Memberlist: Suspect weaviate-x has failed, no acks received

Hi community !

I’m deploying Weaviate on k8s with 5 replicas. I’ve seen errors on replicas communication where one replica fails the readiness probe and I see the following error in the log

{"level":"info","msg":" memberlist: Suspect weaviate-3 has failed, no acks received","time":"2023-11-02T22:27:28Z"}

But the liveness probe passes, so the pod is not recreated. I need to manually recreate the pod.

Today I’ve seen a split brain situation where 2 replicas were able to communicate with each other but no with the other 3. The error was the same as above, but as in this case there was a communication btw some replicas the readiness probe passed.

  • Is there a way to monitor the cluster memebership status ?
  • Are those issues tracked somewhere?

Hi @Natasha_Tomattis

I will check internally if we have seen this kind of issue.

Thanks for reporting.

Ah. by the way, in order to check the nodes status, you can monitor this endpoint:

Thanks ! Are those metrics exported to prometheus ?
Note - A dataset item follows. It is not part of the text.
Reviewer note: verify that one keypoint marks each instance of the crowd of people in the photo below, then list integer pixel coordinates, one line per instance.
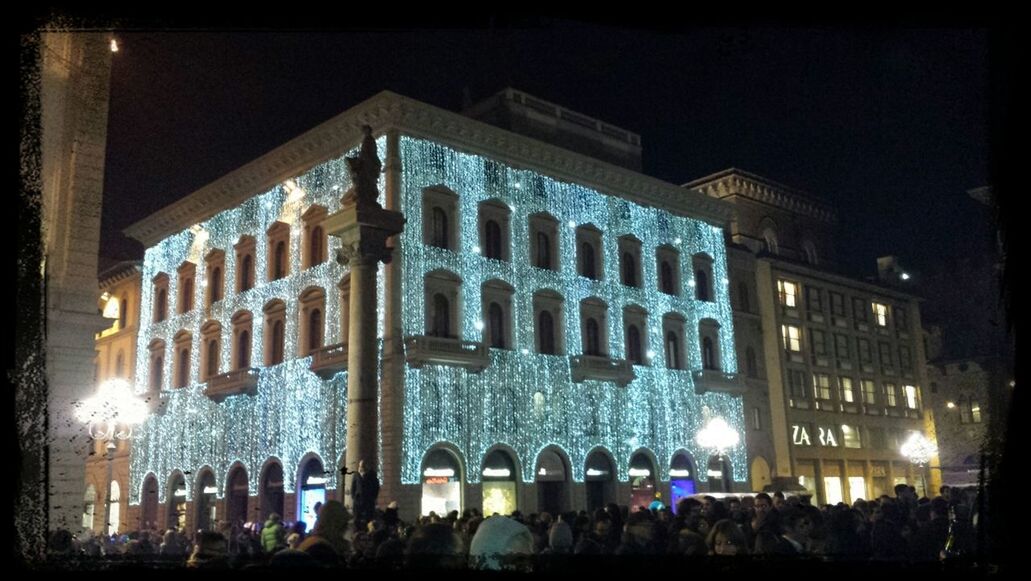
(899, 528)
Another question, I have a bunch of errors around

{"level":"error","msg":"\"10.227.22.182:7001\": connect: Post \"http://10.227.22.182:7001/replicas/indices/Embedding_e4103da1e6f34f3e9fea894d530f7733/shards/koVJ5jkRMZfE/objects?request_id=weaviate-2-01-18baa1f81df-1\": context canceled","op":"broadcast","time":"2023-11-07T14:11:13Z"}

These errors are constant , do you have a clue about what can cause them ?